Ini bertentangan. Sesuai Peraturan Menteri Lingkungan Hidup dan Kehutanan Nomor P.26/MENLHKSETJEN/KUM.1/4/2017 tentang penanganan barang bukti tindak pidana lingkungan dan kehutanan, Bab I Pasal 1 point 3 disebutkan barang bukti tindak pidana lingkungan hidup dan kehutanan adalah segala benda yang patut diduga terkait dengan suatu tindak pidana lingkungan hidup dan kehutanan. Baik ditemukan di tempat kejadian perkara maupun di tempat lain.

 

Satu kontainer siput hijau ini sudah tak terdeteksi lagi keberadaannya. Foto: Ayat S Karokaro/Mongabay Indonesia

 

Surjadi menambahkan, dalam BAB III pasal 7 disebutkan penanganan barang bukti dilakukan dengan cara identifikasi, pengamanan, pengangkutan, penyimpanan, pengujian laboratorium, perawatan atau pemeliharaan, penitipan, titip rawat, pelelangan, peruntukan, dan/atau pemusnahan, serta pelepasliaran.

“Ini menjadi pertanyaan, mengapa barang bukti bisa lenyap tak berbekas? Ada pelanggaran,” ujarnya, baru-baru ini.

Dalam berkas nomor 5.4038/BBKSDASU-2/2016 disebutkan, BBKSDA Sumut akan mengidentifikasi dan menginventarisasi asal siput hijau. Dalam surat itu juga dituliskan perusahaan diwajibkan mengurus legalitas perizinan sebagai pengedar atau pedagang satwa liar siput hijau yang dilindungi undang-undang di KLHK.

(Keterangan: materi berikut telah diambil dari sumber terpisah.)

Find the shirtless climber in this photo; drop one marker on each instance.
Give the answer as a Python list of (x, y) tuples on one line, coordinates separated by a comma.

Surjadi juga menjelaskan, dalam   surat nomor 4242/WBC/.02/KPP.MP.01/2015, Dirjen Bea dan Cukai Kantor Wilayah DJBC Sumatera Utara, Kantor Pengawasan dan Pelayanan Bea dan Cukai Tipe Madya Pabean Belawan, telah melimpahkan perkara dan barang bukti siput hijau ke BBKSDA Sumut.

Surat itu diterima dan ditandatangi oleh Hendra Ginting dan disaksikan oleh   Joni Agustinus Pasaribu, Kepala Resort BKSDA Belawan. Keduanya adalah polhut/PPNS di BBKSDA Sumut.

“Kasus ini harus diurutkan lagi sedari awal, agar jelas,” ujarnya.

 

 

Investigasi dan pengumpulan berkas yang dilakukan Forum Investigator Zoo menunjukkan, dalam dokumen statistik BBKSDA Sumut 2015 hingga 2016, tidak ada laporan penanganan kasus ini.

“Kasus sudah dua tahun berjalan, terabaikan begitu saja. Menteri Siti Nurbaya diharapkan bisa menyelesaikannya dengan melakukan pemeriksaan internal,” tandasnya.